Une belle fin – Uberto Pasolini

1Ce film était numéro un de ma liste des sorties de la semaine, et un heureux hasard m’a permis de le voir plus vite que prévu. « Une belle fin » ou Still Life en anglais dans le texte se propose de raconter l’histoire de John May dont le travail consiste à retrouver les proches des personnes décédées. En cas d’échec, c’est lui qui organise les funérailles et y assiste, seul. Il est minutieux ce petit homme, un peu mono maniaque même, avec ses habitudes de solitaire, presque plus habitué aux morts qu’aux vivants. Après 22 ans de bons et loyaux services, et par souci de rentabilité, il se fait remercier.

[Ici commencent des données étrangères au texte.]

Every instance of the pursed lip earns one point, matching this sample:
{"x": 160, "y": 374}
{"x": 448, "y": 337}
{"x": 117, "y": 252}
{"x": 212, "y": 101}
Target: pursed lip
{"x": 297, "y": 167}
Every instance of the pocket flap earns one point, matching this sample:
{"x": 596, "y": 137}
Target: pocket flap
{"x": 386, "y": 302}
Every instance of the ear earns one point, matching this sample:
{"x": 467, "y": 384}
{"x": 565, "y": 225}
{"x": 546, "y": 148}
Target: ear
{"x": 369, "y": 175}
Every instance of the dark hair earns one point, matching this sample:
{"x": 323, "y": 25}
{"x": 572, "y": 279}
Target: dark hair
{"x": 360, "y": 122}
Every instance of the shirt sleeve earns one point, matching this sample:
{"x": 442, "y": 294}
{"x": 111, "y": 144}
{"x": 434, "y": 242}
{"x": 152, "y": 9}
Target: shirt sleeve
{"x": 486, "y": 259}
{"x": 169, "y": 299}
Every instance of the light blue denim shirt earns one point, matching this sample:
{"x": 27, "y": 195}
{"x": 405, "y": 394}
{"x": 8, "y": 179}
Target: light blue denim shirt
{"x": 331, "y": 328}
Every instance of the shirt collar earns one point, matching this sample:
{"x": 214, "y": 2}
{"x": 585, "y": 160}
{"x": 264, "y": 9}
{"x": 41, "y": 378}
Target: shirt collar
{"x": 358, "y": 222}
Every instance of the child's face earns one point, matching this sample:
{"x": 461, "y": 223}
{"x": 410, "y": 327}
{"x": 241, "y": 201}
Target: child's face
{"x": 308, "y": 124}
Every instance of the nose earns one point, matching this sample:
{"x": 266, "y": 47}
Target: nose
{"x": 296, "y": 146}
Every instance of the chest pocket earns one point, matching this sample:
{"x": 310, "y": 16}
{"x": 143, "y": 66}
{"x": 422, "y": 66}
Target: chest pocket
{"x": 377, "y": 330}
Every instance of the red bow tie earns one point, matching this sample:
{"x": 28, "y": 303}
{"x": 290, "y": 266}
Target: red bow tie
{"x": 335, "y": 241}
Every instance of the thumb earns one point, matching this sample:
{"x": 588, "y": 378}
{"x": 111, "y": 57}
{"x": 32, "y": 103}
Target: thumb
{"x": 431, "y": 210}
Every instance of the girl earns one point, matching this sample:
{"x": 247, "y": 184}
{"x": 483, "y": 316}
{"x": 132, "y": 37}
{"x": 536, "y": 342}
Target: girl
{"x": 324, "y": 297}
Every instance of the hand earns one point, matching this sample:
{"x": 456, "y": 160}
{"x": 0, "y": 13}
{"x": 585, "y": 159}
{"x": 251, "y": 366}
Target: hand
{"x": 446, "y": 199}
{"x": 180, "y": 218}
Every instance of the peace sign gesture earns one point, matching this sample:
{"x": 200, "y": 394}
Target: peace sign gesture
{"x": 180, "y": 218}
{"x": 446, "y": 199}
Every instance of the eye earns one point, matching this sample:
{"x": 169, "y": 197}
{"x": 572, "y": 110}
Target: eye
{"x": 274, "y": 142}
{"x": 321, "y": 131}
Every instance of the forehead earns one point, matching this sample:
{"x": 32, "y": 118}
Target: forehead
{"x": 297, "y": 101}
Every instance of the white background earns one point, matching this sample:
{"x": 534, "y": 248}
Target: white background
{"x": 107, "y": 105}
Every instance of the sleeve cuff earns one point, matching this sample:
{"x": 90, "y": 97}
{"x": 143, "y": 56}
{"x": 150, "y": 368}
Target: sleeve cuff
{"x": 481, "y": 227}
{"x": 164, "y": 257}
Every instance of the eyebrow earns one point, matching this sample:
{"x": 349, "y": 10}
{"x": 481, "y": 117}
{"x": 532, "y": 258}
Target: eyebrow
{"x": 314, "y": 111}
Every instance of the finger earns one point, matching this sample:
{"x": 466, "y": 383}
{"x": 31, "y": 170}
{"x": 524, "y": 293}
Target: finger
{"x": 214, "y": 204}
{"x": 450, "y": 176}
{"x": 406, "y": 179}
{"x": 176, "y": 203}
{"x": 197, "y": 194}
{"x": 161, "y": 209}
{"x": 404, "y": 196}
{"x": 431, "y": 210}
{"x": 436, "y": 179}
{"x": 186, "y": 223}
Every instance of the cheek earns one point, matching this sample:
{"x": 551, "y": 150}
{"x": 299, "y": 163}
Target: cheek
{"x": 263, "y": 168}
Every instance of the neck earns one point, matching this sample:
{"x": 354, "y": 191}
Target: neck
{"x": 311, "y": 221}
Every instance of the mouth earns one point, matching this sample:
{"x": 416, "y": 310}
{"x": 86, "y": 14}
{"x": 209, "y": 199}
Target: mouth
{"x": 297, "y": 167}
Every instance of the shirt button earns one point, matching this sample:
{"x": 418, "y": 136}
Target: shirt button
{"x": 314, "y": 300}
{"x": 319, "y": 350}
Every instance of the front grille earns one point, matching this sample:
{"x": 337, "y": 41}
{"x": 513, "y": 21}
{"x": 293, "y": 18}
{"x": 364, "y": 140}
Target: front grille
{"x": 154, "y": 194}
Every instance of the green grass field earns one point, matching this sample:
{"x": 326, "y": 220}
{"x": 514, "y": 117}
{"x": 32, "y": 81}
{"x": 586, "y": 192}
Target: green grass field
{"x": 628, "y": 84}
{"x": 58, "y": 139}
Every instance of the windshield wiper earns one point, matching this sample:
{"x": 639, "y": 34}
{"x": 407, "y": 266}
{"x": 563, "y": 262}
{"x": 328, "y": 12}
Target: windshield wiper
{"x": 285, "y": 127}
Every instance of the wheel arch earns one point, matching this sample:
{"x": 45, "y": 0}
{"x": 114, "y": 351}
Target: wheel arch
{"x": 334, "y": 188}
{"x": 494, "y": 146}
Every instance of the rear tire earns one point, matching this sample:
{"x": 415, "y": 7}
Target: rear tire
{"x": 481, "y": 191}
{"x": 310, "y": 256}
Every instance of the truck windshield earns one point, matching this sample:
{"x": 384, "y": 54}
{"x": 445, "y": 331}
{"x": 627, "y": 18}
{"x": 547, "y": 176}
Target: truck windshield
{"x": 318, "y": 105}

Mais il a une dernière affaire sur le feu. Son voisin d’en face, qu’il ne connaissait pas, vient de mourir. Il se fait un devoir de retrouver ses anciennes amitiés, ses anciennes amours, coûte que coûte. Si l’intrigue met un peu de temps à se mettre en place, si le rythme est lent, un peu comme la vie de ce petit Monsieur, j’ai été séduite par la poésie et l’humour de certaines situations. Tendre et triste à la fois, réalisé avec justesse et bienveillance, ce film vaut également beaucoup pour son comédien principal, Eddie Marsan, merveilleuse découverte. Je tiens à souligner que le réalisateur est Italien, pourtant j’ai retrouvé l’atmosphère bristish que j’affectionne tant !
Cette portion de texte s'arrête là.